Tip and branch colors represent host origin (wild birds in green, domestic birds in red) of all of the Korean H7 viruses, and asterisks denote the Korean H7 viruses isolated in the present study. Phylogenetic trees were constructed using the maximum likelihood method with a general time-reversible model with invariant sites and 4 gamma-distributed heterogeneous substitution rates (GTR+ I + Γ4 model) and 100 bootstrap replications (PB2 I = 0.308 α = 0.749; PB1 I = 0.377 α = 0.899; PA I = 0.320 α = 0.773; NP 0.409 α = 0.874; M I = 0.146 α = 0.435; NS I = 0.161 α = 0.768) in PhyML 3.0 (Guindon et al., 2010). Statistical support for the phylogenies was assessed by the approximate likelihood test using a Shimodaira-Hasegawa-like procedure in PhyML 3.0. The topology of trees was visualized in FigTree 1.4.

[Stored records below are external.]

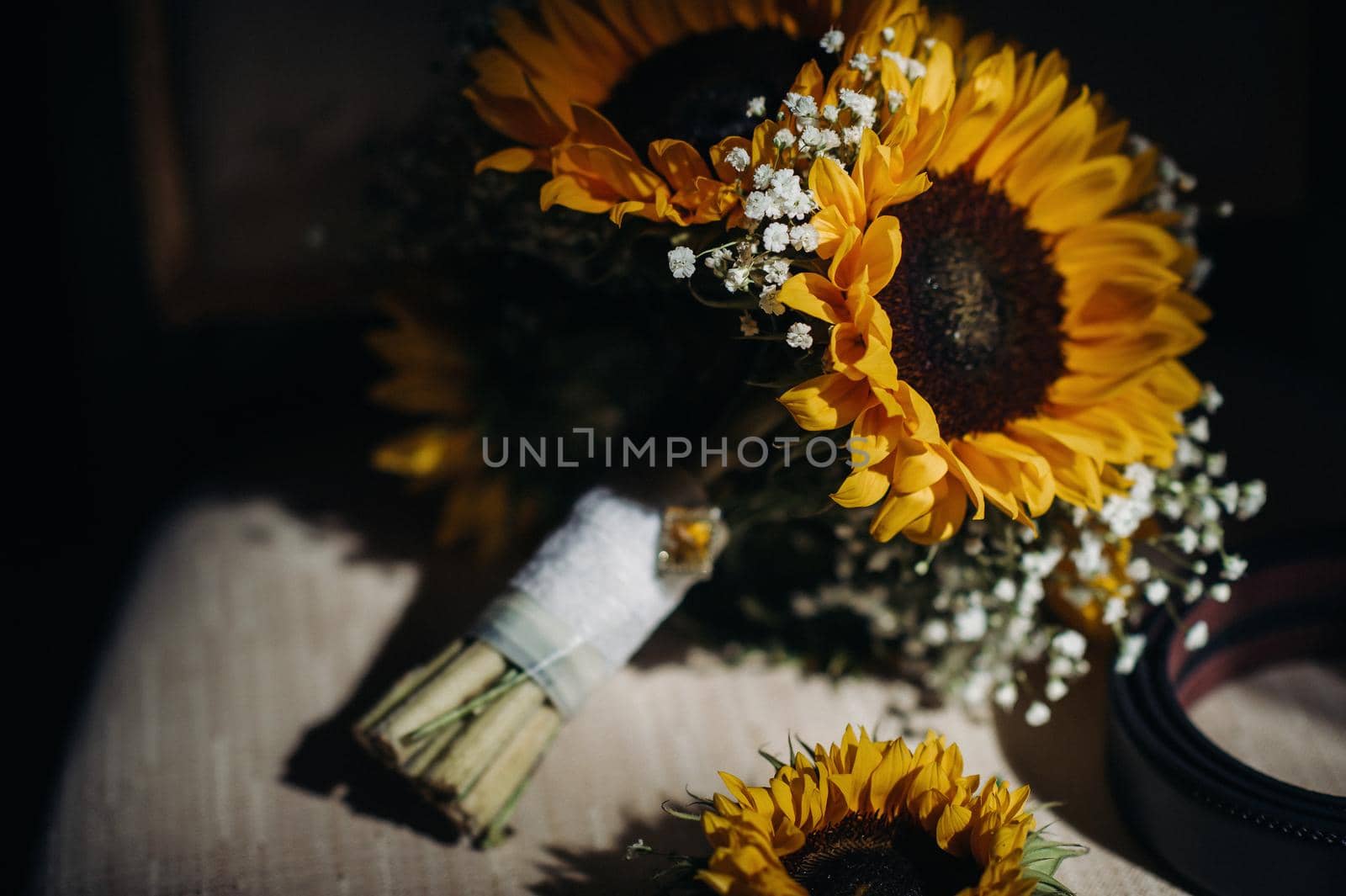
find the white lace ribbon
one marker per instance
(587, 600)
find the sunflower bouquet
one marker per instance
(899, 308)
(872, 817)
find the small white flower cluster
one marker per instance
(1170, 194)
(968, 618)
(778, 194)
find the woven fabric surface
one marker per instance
(215, 756)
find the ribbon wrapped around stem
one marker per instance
(469, 728)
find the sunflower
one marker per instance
(587, 87)
(872, 817)
(1036, 316)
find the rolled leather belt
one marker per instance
(1222, 826)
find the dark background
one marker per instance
(253, 375)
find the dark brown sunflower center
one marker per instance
(699, 87)
(975, 307)
(878, 857)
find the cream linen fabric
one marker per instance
(213, 755)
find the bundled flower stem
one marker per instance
(466, 729)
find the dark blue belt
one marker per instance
(1222, 826)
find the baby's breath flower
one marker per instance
(777, 271)
(771, 301)
(757, 204)
(1070, 644)
(1235, 567)
(798, 204)
(737, 278)
(800, 337)
(971, 623)
(801, 103)
(776, 237)
(804, 237)
(719, 258)
(1252, 498)
(1128, 651)
(811, 139)
(1038, 713)
(861, 105)
(1217, 464)
(909, 66)
(681, 262)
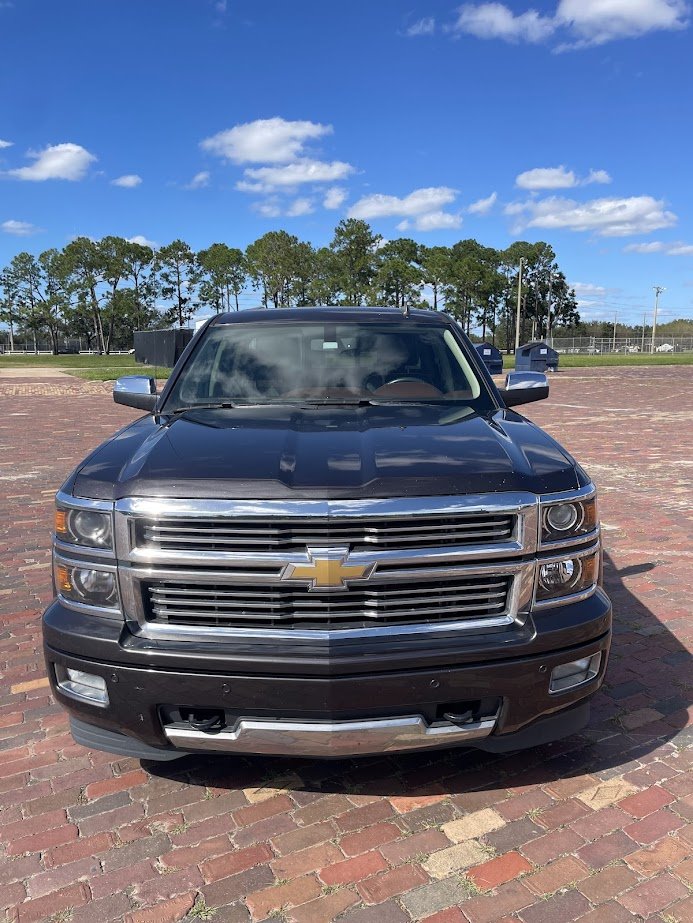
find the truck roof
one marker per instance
(328, 313)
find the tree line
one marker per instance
(103, 290)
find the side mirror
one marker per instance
(524, 387)
(136, 391)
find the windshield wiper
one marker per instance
(219, 405)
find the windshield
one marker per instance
(327, 363)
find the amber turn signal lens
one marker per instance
(62, 578)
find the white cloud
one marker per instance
(495, 20)
(588, 290)
(653, 246)
(334, 197)
(425, 26)
(658, 246)
(143, 241)
(58, 161)
(264, 179)
(595, 22)
(199, 180)
(265, 140)
(597, 176)
(299, 207)
(558, 178)
(129, 181)
(432, 221)
(483, 206)
(270, 208)
(546, 178)
(583, 22)
(19, 228)
(418, 202)
(609, 217)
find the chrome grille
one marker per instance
(391, 603)
(261, 535)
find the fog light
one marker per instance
(568, 675)
(87, 687)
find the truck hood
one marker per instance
(328, 452)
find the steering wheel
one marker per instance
(374, 381)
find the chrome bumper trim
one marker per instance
(338, 738)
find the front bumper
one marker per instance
(381, 707)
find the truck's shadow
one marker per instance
(648, 670)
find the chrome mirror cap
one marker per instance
(515, 380)
(137, 391)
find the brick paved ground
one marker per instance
(598, 827)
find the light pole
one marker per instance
(519, 305)
(658, 291)
(644, 321)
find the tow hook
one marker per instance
(460, 719)
(200, 723)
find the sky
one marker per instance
(218, 120)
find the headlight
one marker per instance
(568, 519)
(90, 528)
(567, 576)
(86, 584)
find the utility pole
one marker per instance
(519, 305)
(658, 291)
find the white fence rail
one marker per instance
(595, 345)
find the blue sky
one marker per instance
(566, 121)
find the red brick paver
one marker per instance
(598, 827)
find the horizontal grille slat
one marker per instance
(206, 535)
(224, 605)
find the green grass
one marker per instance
(93, 368)
(65, 362)
(108, 373)
(573, 361)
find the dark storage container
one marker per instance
(161, 347)
(536, 357)
(491, 357)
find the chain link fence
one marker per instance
(599, 345)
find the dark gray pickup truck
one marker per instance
(328, 536)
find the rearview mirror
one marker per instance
(524, 387)
(135, 391)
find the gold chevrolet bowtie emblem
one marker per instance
(327, 570)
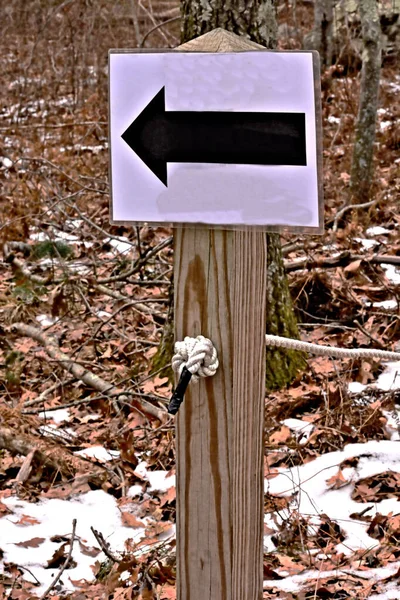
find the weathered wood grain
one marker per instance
(220, 279)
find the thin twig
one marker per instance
(65, 564)
(139, 263)
(171, 20)
(105, 547)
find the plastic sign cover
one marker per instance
(219, 139)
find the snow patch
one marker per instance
(99, 453)
(367, 244)
(377, 230)
(392, 273)
(46, 321)
(58, 416)
(303, 429)
(54, 517)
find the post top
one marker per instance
(219, 40)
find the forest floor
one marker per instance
(83, 428)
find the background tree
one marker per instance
(363, 151)
(321, 36)
(254, 19)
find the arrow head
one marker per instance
(147, 136)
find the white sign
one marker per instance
(219, 139)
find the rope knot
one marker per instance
(198, 355)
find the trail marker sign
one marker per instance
(221, 139)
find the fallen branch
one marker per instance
(104, 546)
(64, 566)
(50, 344)
(341, 260)
(49, 454)
(139, 263)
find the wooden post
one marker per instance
(220, 292)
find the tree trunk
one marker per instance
(321, 36)
(363, 151)
(254, 19)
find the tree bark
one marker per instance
(321, 36)
(255, 20)
(363, 151)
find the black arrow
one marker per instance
(246, 138)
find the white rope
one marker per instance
(198, 355)
(281, 342)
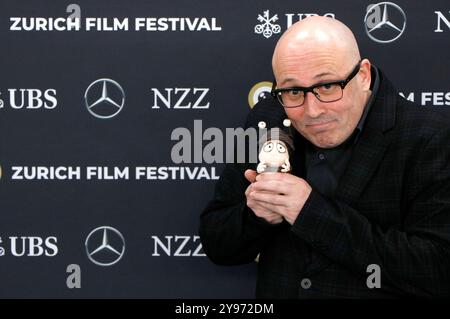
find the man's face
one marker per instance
(326, 125)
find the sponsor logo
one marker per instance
(31, 246)
(104, 98)
(385, 22)
(181, 98)
(441, 18)
(30, 99)
(177, 246)
(105, 246)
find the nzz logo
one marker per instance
(181, 98)
(31, 246)
(31, 99)
(178, 246)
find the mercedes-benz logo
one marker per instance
(104, 98)
(105, 246)
(382, 27)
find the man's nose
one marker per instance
(312, 106)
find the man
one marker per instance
(370, 189)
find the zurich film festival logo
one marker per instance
(105, 246)
(260, 91)
(270, 24)
(267, 26)
(104, 98)
(385, 22)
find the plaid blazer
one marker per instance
(392, 209)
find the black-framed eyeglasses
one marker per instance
(326, 92)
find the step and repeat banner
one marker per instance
(110, 109)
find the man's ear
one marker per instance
(365, 74)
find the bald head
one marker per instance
(317, 36)
(317, 52)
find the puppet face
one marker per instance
(273, 153)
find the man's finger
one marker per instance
(250, 175)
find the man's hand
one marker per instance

https://doi.org/10.1371/journal.pone.0091887.g013

Two viruses originating in domestic ducks (A/duck/Korea/BC10/2007 and A/duck/Korea/GJ56/2007) in our study had the same gene constellations in all segment genes as viruses originating in wild birds. A/duck/Korea/BC10/2007 and A/duck/Korea/GJ56/2007 were detected from broiler ducks and domesticated mallard ducks of living on farms, respectively. A/duck/Korea/BC10/2007 was closely related to those from bean goose in 2008 (A/bean goose/Korea/SH20-17/2008(H7N3)) with 93.6–98.6% (PB2 93.6%, PB1 96.5%, PA 96.3%, HA 97.0%, NP 95.8%, NA 98.0%, M 98.6%, and NS 98.4%) and 96.8–99.5% (PB2 99.2%, PB1 99.4%, PA 99.0%, HA 97.1%, NP 99.3%, NA 98.9%, M 98.8%, and NS 99.5%) similarity at the nucleotide and amino acid level, respectively. A/duck/Korea/GJ56/2007 was closely related to those from mallard in 2007 (A/mallard/Korea/GJ63/2007(H7N8)) with 99.7–100% (PB2 99.9%, PB1 100%, PA 99.9%, HA 99.7%, NP 99.7%, NA 99.8%, M 100%, and NS 100%) and 99.7–100% (PB2 99.8%, PB1 100, PA 100%, HA 99.8%, NP 99.7%, NA 99.7%, M 100%, and NS 100%) similarity at the nucleotide and amino acid level, respectively.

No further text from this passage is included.